Archiefvormers ( Regionaal Archief Dordrecht )

beacon
 
 
Archiefvormende instantie
Gemeentelijk badhuis
Naam archiefvormer:
Gemeentelijk badhuis
Vestigingsplaats:
Sliedrecht
Onderdeel van:
gemeente Sliedrecht
Opgericht:
01-10-1930. Bron: gemeenteraadsbesluit van 30 december 1929
Opgeheven:
01-01-1967. Bron: gemeenteraadsbesluit van 29 augustus 1966
Taken:
Gelegenheid bieden aan de inwoners om zich daar te douchen of een bad te nemen.
Nadere informatie:
In zijn vergadering van 30 december 1929 nam de gemeenteraad van Sliedrecht het besluit een gemeentelijk badhuis te stichten en de verordening regelende de voorwaarden betreffende het gebruik daarvan vast te stellen. Deze gemeentelijke badinrichting werd officieel geopend op 1 oktober 1930 en de dag daarna voor de inwoners opengesteld.
Het badhuis was gevestigd aan de Middeldiepstraat 22, het dagelijks beheer was in handen van een badmeester, en de administratie berustte bij de centrale boekhouding voor de gemeentebedrijven. Voor mannelijke en vrouwelijke inwoners (plus jongens onder de 10 jaar die met hun moeder mee mochten komen) golden uiteraard verschillende bezoektijden.
De tarieven bleven van 1930 tot 1948 ongewijzigd: 30 cent voor een kuipbad, 15 cent voor een douchebad van personen vanaf 14 jaar en 10 cent voor een douchebad voor kinderen beneden de 14 jaar; met de mogelijkheid van tienbadenkaarten tegen gereduceerd tarief. Door het toegenomen gebruik na de oorlog werd het nadelig saldo voor de gemeente echter zo groot dat in 1948 tot forse tariefsverhoging werd overgegaan.

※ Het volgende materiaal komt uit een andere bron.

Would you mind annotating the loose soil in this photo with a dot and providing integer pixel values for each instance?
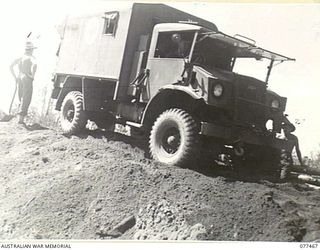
(102, 185)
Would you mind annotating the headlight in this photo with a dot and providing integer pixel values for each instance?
(217, 90)
(275, 104)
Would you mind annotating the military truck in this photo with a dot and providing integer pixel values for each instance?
(169, 75)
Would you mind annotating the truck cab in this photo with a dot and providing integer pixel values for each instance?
(176, 83)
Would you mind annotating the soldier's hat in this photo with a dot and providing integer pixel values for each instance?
(29, 45)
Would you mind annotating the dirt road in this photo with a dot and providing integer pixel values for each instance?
(101, 186)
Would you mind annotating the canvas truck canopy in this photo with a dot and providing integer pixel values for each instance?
(244, 49)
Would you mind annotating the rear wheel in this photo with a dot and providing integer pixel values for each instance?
(72, 116)
(174, 138)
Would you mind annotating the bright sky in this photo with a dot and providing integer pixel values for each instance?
(289, 29)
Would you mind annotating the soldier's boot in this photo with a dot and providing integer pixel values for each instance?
(21, 119)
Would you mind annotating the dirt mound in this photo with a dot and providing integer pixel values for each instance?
(101, 186)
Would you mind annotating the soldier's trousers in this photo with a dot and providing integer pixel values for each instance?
(25, 90)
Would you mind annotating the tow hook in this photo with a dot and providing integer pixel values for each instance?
(238, 149)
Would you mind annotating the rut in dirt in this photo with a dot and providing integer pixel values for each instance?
(102, 186)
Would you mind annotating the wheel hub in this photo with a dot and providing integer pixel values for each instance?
(70, 114)
(171, 141)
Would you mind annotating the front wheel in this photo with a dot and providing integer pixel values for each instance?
(72, 117)
(174, 138)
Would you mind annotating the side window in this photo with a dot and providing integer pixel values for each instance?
(111, 22)
(174, 44)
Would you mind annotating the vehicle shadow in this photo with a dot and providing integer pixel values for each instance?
(135, 142)
(34, 126)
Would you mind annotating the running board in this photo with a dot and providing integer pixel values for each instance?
(134, 124)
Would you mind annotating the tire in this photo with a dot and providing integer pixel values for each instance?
(72, 116)
(174, 138)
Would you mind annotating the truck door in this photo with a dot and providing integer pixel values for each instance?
(168, 50)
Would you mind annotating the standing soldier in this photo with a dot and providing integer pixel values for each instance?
(27, 67)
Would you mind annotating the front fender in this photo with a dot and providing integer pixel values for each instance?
(186, 89)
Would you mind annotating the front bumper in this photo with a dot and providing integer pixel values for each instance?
(234, 135)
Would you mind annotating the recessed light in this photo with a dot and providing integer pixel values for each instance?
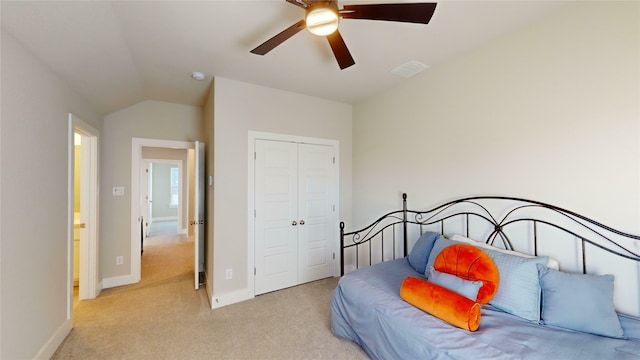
(409, 68)
(198, 76)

Het plan in 1934 om het gemeentelijk badhuis, en ook de gemeentelijke zweminrichting, te verpachten aan een particuliere partij ging niet door.

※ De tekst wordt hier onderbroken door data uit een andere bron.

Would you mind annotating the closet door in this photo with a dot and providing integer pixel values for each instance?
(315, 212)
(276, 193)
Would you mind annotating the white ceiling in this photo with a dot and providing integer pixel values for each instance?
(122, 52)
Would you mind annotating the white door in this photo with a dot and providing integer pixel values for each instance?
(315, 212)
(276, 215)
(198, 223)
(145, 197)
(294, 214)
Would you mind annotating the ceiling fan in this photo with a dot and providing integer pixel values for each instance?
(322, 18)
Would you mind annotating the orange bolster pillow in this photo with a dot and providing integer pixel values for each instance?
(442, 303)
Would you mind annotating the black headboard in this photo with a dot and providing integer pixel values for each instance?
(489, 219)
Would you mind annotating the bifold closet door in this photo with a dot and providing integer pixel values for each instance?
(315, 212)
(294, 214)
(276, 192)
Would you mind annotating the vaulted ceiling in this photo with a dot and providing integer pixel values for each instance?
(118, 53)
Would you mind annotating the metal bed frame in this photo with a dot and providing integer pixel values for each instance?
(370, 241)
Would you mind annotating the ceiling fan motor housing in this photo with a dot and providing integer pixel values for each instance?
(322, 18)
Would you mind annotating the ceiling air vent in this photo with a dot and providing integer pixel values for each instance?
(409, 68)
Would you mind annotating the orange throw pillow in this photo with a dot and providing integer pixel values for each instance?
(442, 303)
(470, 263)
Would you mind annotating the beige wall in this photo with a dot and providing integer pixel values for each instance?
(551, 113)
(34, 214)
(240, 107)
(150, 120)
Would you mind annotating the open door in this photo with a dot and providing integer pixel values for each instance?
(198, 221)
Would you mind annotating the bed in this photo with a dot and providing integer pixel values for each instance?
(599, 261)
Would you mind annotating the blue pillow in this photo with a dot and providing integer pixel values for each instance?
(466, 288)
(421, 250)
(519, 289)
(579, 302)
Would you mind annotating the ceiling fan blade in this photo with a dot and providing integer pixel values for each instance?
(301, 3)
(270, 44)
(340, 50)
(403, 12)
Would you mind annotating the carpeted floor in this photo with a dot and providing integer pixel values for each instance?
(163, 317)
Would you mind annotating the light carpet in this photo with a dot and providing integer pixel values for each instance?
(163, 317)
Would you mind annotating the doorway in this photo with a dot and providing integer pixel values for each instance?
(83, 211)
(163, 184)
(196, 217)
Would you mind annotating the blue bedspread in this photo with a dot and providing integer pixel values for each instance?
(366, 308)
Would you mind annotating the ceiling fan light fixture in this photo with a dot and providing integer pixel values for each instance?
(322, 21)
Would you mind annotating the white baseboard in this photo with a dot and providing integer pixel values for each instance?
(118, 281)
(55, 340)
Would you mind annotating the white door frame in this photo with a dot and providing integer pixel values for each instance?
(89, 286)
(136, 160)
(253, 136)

In 1945 mocht een automatenfirma voor eigen rekening en beheer een weegautomaat plaatsen; weegtarief 2 cent en de gemeente ontving een kwart van de bruto-inkomsten.

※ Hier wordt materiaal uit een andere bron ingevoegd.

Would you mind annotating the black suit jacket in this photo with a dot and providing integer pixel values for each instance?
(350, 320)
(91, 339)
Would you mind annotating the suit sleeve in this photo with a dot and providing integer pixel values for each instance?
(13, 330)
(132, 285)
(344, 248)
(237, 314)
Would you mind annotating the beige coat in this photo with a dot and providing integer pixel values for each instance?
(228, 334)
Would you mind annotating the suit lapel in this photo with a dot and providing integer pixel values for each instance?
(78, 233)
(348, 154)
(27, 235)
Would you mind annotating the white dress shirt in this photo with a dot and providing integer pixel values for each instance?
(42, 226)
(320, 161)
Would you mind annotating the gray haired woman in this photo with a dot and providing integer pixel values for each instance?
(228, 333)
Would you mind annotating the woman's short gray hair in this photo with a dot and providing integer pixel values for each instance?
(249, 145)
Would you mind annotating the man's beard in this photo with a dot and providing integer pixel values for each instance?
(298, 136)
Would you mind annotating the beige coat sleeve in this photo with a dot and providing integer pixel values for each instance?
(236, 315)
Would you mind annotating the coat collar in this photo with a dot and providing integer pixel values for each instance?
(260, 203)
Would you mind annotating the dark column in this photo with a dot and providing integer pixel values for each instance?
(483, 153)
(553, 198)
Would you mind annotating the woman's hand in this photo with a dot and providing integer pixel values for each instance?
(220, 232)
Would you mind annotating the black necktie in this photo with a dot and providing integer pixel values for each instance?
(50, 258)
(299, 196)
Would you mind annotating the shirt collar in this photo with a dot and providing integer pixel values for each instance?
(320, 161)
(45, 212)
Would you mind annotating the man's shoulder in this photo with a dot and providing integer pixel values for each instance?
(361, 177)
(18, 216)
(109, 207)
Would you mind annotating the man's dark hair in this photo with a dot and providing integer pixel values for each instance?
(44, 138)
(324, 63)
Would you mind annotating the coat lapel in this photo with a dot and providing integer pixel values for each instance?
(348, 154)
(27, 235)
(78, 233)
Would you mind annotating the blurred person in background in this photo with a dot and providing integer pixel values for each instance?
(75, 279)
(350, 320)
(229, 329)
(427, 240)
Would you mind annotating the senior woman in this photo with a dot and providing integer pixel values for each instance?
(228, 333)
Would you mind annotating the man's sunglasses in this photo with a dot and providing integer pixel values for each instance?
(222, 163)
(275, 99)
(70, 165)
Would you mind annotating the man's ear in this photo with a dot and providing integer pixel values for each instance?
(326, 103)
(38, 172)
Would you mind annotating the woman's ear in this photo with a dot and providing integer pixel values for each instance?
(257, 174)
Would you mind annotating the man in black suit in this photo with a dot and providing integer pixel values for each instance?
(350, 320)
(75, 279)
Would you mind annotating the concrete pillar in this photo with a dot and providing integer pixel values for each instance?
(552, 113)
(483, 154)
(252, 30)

In de loop van de jaren '50 (bijvoorbeeld in 1957: 3500 bezoekers en in 1959: 2500 bezoekers) en in de jaren '60 daalde het gebruik van deze badinrichting dermate dat exploitatie ervan problematisch werd. Steeds meer woonhuizen hadden of kregen eigen douchegelegenheid en bij nieuwbouw werd dit een standaardvoorziening in huis. Nadat in 1959 respectievelijk 1966 de openstelling al was ingeperkt tot de vrijdag en zaterdag respectievelijk alleen de vrijdag, volgde op 1 januari 1967 de onvermijdelijke opheffing van het badhuis.
Het voormalig badhuis kwam daarna in particuliere handen.